- According to an analysis of IRS data by Taxpayer Advocate Service (TAS), U.S. taxpayers and businesses spend about 7.6 billion hours a year complying with the filing requirements of the Internal Revenue Code. And that figure does not even include the millions of additional hours that taxpayers must spend when they are required to respond to an IRS notice or an audit.
- If tax compliance were an industry, it would be one of the largest in the United States. To consume 7.6 billion hours, the “tax industry” requires the equivalent of 3.8 million full-time workers.
- Compliance costs are huge both in absolute terms and relative to the amount of tax revenue collected. Based on Bureau of Labor Statistics (BLS) data on the hourly cost of an employee, TAS estimates that the costs of complying with the individual and corporate income tax requirements in 2006 amounted to $193 billion – or a staggering 14 percent of aggregate income tax receipts.
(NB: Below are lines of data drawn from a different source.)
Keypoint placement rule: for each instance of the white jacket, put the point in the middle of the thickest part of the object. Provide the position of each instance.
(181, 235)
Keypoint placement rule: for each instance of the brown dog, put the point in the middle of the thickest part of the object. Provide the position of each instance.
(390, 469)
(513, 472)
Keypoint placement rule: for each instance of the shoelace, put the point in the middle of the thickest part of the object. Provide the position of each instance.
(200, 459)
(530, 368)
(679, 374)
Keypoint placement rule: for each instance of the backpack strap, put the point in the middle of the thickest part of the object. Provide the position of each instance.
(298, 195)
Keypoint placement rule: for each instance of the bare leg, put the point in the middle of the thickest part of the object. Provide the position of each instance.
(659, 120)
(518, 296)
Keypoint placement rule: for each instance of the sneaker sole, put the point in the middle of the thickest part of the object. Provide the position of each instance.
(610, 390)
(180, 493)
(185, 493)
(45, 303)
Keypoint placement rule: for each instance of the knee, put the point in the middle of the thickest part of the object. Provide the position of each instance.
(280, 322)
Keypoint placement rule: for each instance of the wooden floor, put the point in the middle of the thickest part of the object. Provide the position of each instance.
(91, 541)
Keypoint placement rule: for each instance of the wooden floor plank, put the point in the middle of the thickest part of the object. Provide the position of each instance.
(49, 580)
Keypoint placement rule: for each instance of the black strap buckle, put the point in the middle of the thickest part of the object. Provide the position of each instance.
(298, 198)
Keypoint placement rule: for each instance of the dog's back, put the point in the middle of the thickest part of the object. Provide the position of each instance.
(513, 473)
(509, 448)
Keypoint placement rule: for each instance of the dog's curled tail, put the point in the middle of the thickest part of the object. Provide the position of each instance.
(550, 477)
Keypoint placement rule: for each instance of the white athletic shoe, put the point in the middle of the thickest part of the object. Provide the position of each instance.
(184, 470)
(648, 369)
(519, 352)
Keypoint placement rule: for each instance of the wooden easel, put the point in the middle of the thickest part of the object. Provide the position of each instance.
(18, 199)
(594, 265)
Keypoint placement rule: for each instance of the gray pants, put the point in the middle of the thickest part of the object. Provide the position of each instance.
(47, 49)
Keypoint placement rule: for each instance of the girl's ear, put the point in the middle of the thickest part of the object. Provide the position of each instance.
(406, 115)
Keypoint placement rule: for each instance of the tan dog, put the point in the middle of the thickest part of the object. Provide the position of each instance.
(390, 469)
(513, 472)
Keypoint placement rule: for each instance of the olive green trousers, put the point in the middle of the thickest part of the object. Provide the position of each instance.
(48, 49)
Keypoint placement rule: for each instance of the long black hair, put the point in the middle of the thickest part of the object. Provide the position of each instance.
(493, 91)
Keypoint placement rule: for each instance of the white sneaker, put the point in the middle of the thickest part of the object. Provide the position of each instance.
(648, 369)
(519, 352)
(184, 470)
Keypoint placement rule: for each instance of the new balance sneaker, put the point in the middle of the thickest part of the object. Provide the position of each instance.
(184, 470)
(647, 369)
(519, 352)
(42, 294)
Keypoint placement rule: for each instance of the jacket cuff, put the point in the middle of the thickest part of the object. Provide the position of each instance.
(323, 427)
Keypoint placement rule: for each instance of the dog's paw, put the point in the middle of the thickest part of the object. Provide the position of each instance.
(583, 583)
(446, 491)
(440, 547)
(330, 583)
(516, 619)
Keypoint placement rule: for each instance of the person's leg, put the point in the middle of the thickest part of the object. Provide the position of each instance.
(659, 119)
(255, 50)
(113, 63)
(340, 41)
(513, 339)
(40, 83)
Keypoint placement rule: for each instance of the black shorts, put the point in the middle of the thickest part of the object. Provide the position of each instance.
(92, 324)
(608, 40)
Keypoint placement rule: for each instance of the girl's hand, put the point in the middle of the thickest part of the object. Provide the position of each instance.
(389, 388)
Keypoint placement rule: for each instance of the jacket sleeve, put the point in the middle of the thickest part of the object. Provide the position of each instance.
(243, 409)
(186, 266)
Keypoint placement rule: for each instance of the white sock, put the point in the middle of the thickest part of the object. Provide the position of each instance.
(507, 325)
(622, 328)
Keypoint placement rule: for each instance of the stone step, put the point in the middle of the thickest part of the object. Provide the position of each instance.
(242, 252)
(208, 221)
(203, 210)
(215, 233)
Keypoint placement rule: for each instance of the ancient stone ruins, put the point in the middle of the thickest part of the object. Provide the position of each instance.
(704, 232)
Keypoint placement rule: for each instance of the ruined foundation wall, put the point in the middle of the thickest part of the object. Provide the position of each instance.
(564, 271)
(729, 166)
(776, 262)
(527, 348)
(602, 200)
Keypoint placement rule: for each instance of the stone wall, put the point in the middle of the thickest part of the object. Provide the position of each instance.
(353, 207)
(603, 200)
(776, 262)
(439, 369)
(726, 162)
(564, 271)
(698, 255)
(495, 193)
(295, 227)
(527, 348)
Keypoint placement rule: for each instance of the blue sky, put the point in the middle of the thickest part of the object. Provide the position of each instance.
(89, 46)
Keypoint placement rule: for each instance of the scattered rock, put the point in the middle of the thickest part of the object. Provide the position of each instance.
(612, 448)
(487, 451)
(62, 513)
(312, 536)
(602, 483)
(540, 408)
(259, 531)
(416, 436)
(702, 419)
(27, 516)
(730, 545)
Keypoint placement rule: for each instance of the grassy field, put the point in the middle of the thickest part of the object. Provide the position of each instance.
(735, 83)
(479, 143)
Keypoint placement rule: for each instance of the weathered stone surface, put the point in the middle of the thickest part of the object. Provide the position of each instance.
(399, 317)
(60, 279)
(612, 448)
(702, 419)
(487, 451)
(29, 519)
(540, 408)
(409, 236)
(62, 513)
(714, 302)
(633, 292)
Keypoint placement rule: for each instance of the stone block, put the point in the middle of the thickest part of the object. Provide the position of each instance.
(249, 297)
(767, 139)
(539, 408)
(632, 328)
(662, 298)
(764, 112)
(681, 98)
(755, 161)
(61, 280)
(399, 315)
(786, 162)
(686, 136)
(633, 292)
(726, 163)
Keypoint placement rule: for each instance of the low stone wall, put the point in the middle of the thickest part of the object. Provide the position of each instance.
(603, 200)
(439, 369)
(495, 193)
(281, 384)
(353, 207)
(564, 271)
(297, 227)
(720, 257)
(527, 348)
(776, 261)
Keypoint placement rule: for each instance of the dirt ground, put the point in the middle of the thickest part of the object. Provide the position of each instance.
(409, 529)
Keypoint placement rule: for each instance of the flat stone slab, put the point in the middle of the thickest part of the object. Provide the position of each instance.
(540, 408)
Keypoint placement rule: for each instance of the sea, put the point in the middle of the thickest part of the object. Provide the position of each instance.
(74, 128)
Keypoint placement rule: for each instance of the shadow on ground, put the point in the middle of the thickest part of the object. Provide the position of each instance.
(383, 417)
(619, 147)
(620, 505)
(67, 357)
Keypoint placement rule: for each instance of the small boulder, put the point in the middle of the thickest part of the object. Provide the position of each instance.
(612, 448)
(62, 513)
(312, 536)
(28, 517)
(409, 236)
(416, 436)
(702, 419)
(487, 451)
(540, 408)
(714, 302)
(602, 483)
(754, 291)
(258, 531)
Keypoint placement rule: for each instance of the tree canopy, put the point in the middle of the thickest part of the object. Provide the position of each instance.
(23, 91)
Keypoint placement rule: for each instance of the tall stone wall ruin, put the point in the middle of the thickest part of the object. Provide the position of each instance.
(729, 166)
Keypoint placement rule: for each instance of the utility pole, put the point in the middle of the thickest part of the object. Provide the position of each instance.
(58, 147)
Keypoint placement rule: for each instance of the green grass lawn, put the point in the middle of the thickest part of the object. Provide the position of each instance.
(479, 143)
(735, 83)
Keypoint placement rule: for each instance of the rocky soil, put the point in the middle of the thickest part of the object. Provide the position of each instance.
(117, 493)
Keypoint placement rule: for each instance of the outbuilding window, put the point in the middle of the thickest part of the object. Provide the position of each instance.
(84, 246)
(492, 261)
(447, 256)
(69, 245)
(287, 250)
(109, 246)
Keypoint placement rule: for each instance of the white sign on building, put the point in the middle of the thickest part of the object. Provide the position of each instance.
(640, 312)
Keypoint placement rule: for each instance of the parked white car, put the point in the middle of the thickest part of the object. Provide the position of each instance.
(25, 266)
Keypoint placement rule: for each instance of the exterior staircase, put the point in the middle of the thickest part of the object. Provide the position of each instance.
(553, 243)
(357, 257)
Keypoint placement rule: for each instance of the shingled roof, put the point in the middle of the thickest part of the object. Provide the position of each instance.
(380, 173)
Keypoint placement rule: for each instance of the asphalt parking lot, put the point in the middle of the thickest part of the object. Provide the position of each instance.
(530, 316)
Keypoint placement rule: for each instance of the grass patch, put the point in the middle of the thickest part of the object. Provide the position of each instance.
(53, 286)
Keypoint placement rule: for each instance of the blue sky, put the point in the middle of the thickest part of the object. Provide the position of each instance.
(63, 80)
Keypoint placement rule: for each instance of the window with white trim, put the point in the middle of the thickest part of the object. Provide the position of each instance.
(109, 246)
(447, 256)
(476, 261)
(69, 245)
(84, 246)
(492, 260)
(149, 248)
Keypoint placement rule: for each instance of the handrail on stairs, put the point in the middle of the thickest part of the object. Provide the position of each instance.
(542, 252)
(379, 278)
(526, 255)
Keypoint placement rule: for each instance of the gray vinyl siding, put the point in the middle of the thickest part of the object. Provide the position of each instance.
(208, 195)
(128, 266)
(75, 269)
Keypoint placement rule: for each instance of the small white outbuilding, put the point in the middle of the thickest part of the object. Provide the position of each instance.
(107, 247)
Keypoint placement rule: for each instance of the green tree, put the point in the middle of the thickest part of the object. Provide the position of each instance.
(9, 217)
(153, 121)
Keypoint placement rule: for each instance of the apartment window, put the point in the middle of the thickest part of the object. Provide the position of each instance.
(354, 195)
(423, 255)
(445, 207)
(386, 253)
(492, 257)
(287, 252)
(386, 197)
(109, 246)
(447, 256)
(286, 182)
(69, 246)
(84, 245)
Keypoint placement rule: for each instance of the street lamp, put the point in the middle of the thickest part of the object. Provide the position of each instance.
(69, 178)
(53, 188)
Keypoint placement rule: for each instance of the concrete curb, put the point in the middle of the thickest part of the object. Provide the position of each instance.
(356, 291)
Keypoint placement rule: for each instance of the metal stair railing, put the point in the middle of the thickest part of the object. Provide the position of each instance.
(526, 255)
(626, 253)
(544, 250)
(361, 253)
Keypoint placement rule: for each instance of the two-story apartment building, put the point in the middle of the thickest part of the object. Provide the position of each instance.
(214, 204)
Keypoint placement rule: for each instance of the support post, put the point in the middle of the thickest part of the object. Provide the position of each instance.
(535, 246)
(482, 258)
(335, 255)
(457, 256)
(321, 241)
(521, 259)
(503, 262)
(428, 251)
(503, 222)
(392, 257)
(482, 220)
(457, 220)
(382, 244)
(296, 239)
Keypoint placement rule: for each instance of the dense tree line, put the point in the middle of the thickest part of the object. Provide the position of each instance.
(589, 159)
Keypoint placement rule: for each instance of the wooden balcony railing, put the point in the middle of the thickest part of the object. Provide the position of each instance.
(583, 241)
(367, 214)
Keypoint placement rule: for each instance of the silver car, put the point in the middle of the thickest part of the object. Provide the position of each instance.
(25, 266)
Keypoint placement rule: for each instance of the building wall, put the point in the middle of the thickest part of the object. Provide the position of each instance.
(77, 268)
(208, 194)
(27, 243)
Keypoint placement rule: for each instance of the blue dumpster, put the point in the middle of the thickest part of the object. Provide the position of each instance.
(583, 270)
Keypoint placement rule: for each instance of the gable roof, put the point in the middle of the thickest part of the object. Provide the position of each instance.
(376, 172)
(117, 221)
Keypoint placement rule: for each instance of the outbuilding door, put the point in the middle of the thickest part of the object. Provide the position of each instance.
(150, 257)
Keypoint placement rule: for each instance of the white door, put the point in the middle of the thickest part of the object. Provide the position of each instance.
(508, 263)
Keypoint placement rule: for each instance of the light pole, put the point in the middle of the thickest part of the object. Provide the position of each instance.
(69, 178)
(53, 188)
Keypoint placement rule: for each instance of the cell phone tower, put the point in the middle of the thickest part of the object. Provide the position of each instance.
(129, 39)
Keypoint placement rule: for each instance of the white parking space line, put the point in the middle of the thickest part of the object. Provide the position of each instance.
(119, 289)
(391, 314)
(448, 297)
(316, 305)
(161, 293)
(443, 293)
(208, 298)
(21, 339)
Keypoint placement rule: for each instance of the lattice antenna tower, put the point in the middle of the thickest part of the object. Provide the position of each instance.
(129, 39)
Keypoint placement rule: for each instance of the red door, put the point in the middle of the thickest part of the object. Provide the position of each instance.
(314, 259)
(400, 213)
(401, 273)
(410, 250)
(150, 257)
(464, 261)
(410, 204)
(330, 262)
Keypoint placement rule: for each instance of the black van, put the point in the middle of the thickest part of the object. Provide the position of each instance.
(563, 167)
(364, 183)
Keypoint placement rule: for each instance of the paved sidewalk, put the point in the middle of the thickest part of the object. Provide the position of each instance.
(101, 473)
- Since the beginning of 2001, there have been more than 3,250 changes to the tax code, an average of more than one a day, including more than 500 changes in 2008 alone.
- The Code has grown so long that it has become challenging even to figure out how long it is. A search of the Code conducted in the course of preparing this report turned up 3.7 million words. A 2001 study published by the Joint Committee on Taxation put the number of words in the Code at that time at 1,395,000. A 2005 report by a tax research organization put the number of words at 2.1 million, and notably, found that the number of words in the Code has more than tripled since 1975.
- Tax regulations, which are issued by the Treasury Department to provide guidance on the meaning of the Internal Revenue Code, now stand about a foot tall. The CCH Standard Federal Tax Reporter, a leading publication for tax professionals that summarizes administrative guidance and judicial decisions issued under each section of the Code, now comprises 25 volumes and takes up nine feet of shelf space. Two companies publish newsletters daily that report on new developments in the field of taxation; the print editions often run 50-100 pages and the electronic databases contain substantially more detailed information. The complexity of the Code leads to perverse results. On the one hand, taxpayers who honestly seek to comply with the law often make inadvertent errors, causing them either to overpay their tax or to become subject to IRS enforcement action for mistaken underpayments of tax. On the other hand, sophisticated taxpayers often find loopholes that enable them to reduce or eliminate their tax liabilities.
- Individual taxpayers find the return preparation process so overwhelming that more than 80 percent pay transaction fees to help them file their returns. About 60 percent pay preparers to do the job, and another 22 percent purchase tax software to help them perform the calculations themselves.
- The Code contains no comprehensive Taxpayer Bill of Rights that explicitly and transparently sets out taxpayer rights and obligations. Taxpayers do have rights, but they are scattered throughout the Code and the Internal Revenue Manual and are neither easily accessible nor written in plain language that most taxpayers can understand.
What is our government's response? Well under the current administration instead of simplifying the code, it is to put onerous requirements on tax preparers. Someone has said that our tax code complexity is only a few years from spiraling into oblivion meaning it will be physically impossible to yield accurate results. When the IRS can't interpret its own code, it is time to punt.
It is time to start over. Modifying this beast is impossible.